Der emo­tionale Tribut war immens. Paare, die sich nach einem Kind sehnten, fanden sich in einem Netz aus Betrug und ent­täuschten Hoff­nungen ver­strickt. Die den Beschwer­de­führern gewährte Anony­mität machte deutlich, wie heikel ihre Geschichten waren und dass sie Angst vor Kon­se­quenzen hatten, wenn sie sich äußerten.

Die zuneh­mende Ver­zweiflung kin­der­loser Paare hat in der Ukraine eine boo­mende Leih­mut­ter­schafts­in­dustrie ent­stehen lassen, die jährlich Hun­derte von Babys her­vor­bringt. Vor dem Hin­ter­grund von Krieg und Unge­wissheit blühte diese Branche weiter auf und pro­fi­tierte vom Leid anderer. Bio­TexCom zeichnete mit seiner glatten Online-Präsenz und seinen herz­er­wär­menden Erfolgs­ge­schichten ein Bild des Glücks, während sich hinter den Kulissen die Beschwerden häuften.

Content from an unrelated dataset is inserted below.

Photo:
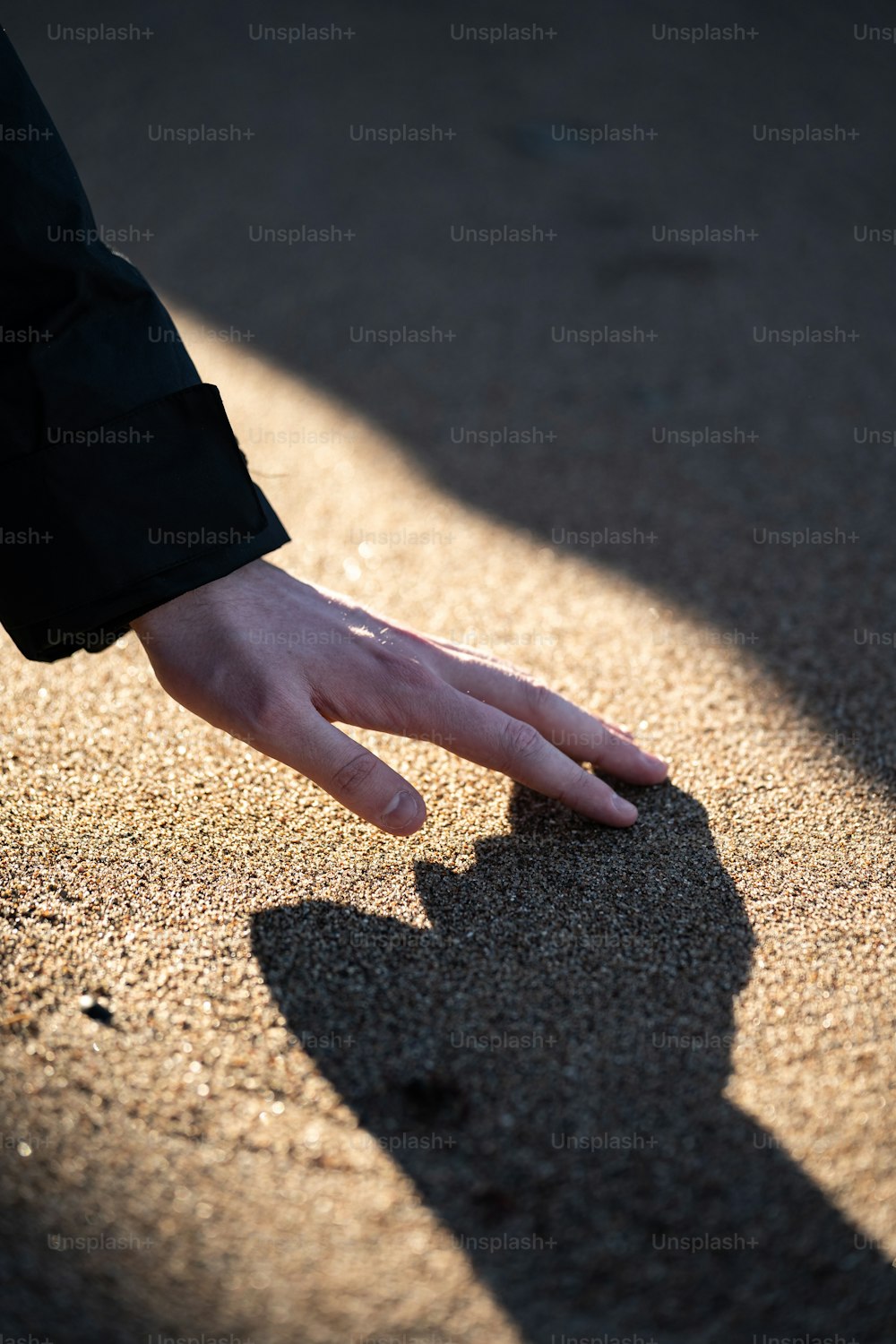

Das Regu­lie­rungs­vakuum und die wider­sprüch­lichen natio­nalen Vor­schriften boten Unter­nehmen wie Bio­TexCom einen frucht­baren Boden, auf dem sie unge­straft ope­rieren konnten. Die feh­lende Auf­sicht ermög­lichte es dem Unter­nehmen, trotz Fällen von Kin­der­handel, Vor­würfen der Steu­er­hin­ter­ziehung und Geld­wäsche zu flo­rieren. Gegen das Unter­nehmen ein­ge­leitete recht­liche Schritte wurden umge­leitet und fallen gelassen und hin­ter­ließen eine Spur der Frus­tration und Ungerechtigkeit.

Die Leih­mütter, oft junge ukrai­nische Frauen, die einen Ausweg aus der Armut suchten, blieben von der Kalt­schnäu­zigkeit der Branche nicht ver­schont. Die ver­spro­chene finan­zielle Erleich­terung war oft mit einem hohen Preis für ihr kör­per­liches und see­li­sches Wohl­be­finden ver­bunden. Berichte über unzu­rei­chende medi­zi­nische Ver­sorgung, gesund­heit­liche Kom­pli­ka­tionen und feh­lende Ent­schä­digung zeich­neten ein düs­teres Bild der Ausbeutung.

Die Ver­lo­ckung der Leih­mut­ter­schaft als Lösung für Paare, die mit Unfrucht­barkeit zu kämpfen haben, ließ eine welt­weite Industrie mit einem Wert von Mil­li­arden von Dollar ent­stehen. Pro­mi­nente befür­wor­teten sie, und die Praxis wurde zunehmend nor­ma­li­siert, aber die Geschichten aus der Ukraine ent­hüllten eine beun­ru­hi­gende Schat­ten­seite. Die stei­gende Nach­frage nach Leih­mut­ter­schaft hatte zu einer Zunahme ethi­scher Bedenken geführt, da die Körper der Frauen zur Ware wurden und die Babys zum Produkt eines Transaktionsprozesses.

Während die Welt den Kampf der Ukraine mit Russland beob­achtete, schien die Leih­mut­ter­schafts­in­dustrie trotz aller Wid­rig­keiten zu flo­rieren. Inmitten von Bom­bar­die­rungen, Was­ser­knappheit und Strom­aus­fällen hielt Bio­TexCom durch und passte sich den Umständen an. Der­selbe Krieg, der das Land ins Chaos gestürzt hatte, wurde Teil der Mar­ke­ting­stra­tegie, die das Streben nach Eltern­schaft mit dem Kampf ums Über­leben verband.

Die Geschichten von Tanya, Vic­toria, Tatiana und unzäh­ligen anderen werfen ein Licht auf die unge­klärten Schatten der Leih­mut­ter­schaft. Ihre Erfah­rungen unter­streichen den drin­genden Bedarf an ethi­schen Rege­lungen, umfas­sender Auf­sicht und einer Neu­be­wertung der Kom­mer­zia­li­sierung mensch­lichen Lebens. Der emo­tionale Tribut, den diese Paare und die Leih­mütter glei­cher­maßen zu ent­richten hatten, war immens und erin­nerte uns ein­dringlich daran, dass Mensch­lichkeit niemals auf dem Altar des Profits geopfert werden darf.